Economics

Mark Carney is the EU's new champion

The Governor of the Bank of England gave a boost to the In campaign this week

October 22, 2015
Governor of the Bank of England Mark Carney stressed the value of an open economy © Eddie Keogh/PA Wire/Press Association Images
Governor of the Bank of England Mark Carney stressed the value of an open economy © Eddie Keogh/PA Wire/Press Association Images

If Osborne and Cameron wanted support from a trusted official for their overall stance on Europe in advance of the promised referendum they couldn't have expected more from Mark Carney this week. The Canadian Bank of England Governor's speech in Oxford at St Peter's where the ex-controller of BBC Radio 4, Mark Damazer is now Master was bound to attract a lot of attention. Carney has not been afraid to comment on controversial topics before—or introduce novel concepts such as his “forward guidance” on likely interest rate trends which was out of date before it was even issued. Or veering into the quagmire of the climate change debate, recently announcing that this would prove the most serious risk challenge for the financial sector in the future. Then, he was attacked for going too far off-piste. In this instance though his concerns were very much the ones you would expect from a central bank governor. How to ensure that his ability to continue to meet his remit of stability and low inflation could be maintained without causing a huge upset to the economy.

Carney was revealing a study on Europe under Sir John Cuncliffe, one of his deputy governors who had in the past served various masters including Gordon Brown and had himself spent a spell as UK's representative in Brussels. There is no way of course that any Bank economist could have disputed the benefits to the UK of being in the EU so far. The opening of trade has improved the efficiency of production Even Tim Congdon, researching for UKIP had conceded that trade liberalisation as a result of the single market had facilitated more productive use of resources in the UK. Carney repeatedly reinforced that view in his speech.

We know that companies that export tend to be more productive, but this is also the case in areas where there is competition from imports. So openness and trade are a good thing. As Cameron himself has been pointing out, prices for a variety of consumer products, such as air travel and mobile calls have fallen sharply as a result of liberalisation and actions by the competition authorities in Brussels.
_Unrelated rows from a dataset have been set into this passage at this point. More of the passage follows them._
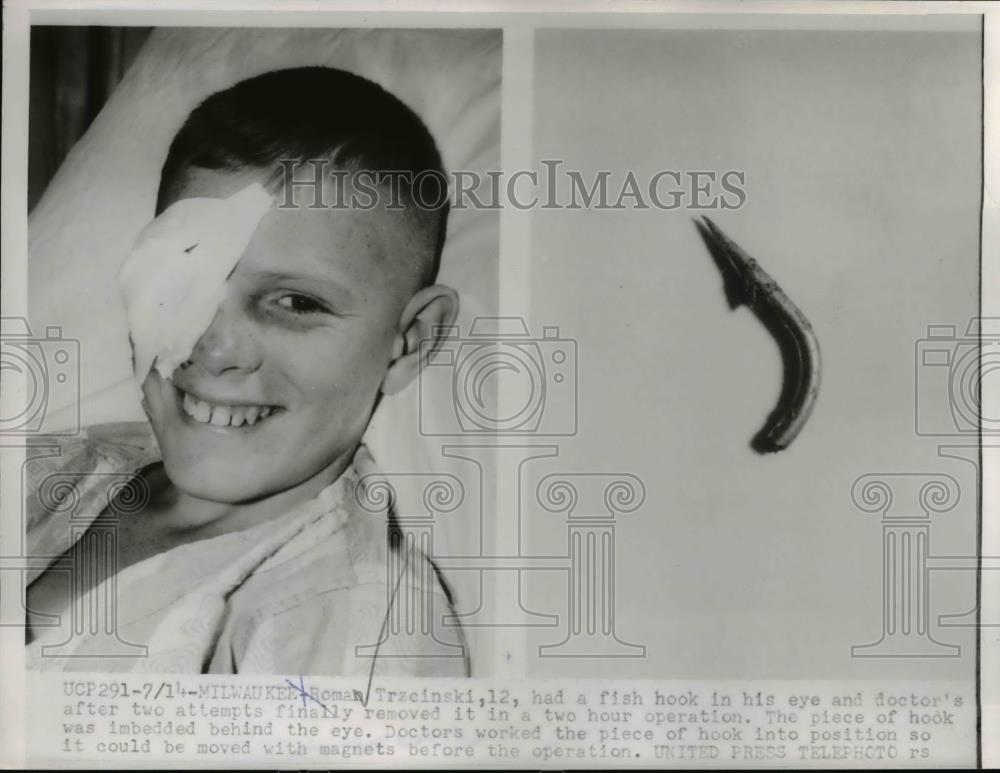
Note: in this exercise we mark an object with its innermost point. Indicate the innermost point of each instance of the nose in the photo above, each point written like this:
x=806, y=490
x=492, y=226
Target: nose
x=229, y=344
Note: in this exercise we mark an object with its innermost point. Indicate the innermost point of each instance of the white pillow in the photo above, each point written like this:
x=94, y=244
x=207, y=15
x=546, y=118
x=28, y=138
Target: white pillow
x=105, y=192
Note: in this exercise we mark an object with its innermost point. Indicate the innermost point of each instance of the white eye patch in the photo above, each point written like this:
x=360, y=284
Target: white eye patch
x=174, y=279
And much of the regulation that businesses complain about would have been imposed anyway, though possibly slightly differently. Flexibility of course, as Carney stressed, is important as the eurozone integrates further and that echoes Cameron' oratory too. Interestingly the flexibility we have seen exercised by the authorities here has been making it tougher for UK-based banks. Osborne may not have got his way on bonuses but the UK has in fact been tougher on capital requirements, on mortgage and general credit controls. And the UK is moving ahead of the rest of the EU in separating retail and investment banking.

His overall message was that the EU has been good for the UK in encouraging better productivity and growth. Further integration in his view needed to clearly ensure that the UK's interests would be preserved as the Banking union and capital union move forward. He was careful not to move outside that area this time but he did go out of his way to emphasise, repeatedly, that openness in goods, services capital and labour were what had been bringing about the benefits to the UK.

His argument is that openness is generally good for stability. He called the UK "an open economy par excellence… a bet that has paid off handsomely." There has been more capacity in the economy to grow without inflation.

You can imply from that in his view any changes which severely reduce the freedom of movement of labour might lead to more inflation pressures in the labour market and higher interest—and eventually less growth than would otherwise be the case.

Obviously this has implications for Cameron's objective in seeking to reduce migration by preventing EU migrants from claiming benefits possibly for as long as four years. In reality of course most migration from the EU is not done to claim benefits, in fact only 7 per cent of migrants claim out of work benefits. It is not at all clear that these changes would make a big difference on actual numbers as on balance most EU migrants come here to work and in fact contribute to the Exchequer rather than detract. But Carney's point is still valid, as perceptions about the UK's openness would be bound to have a detrimental impact that would upset the system's capacity to allocate resources to the benefit of UK producers and consumers.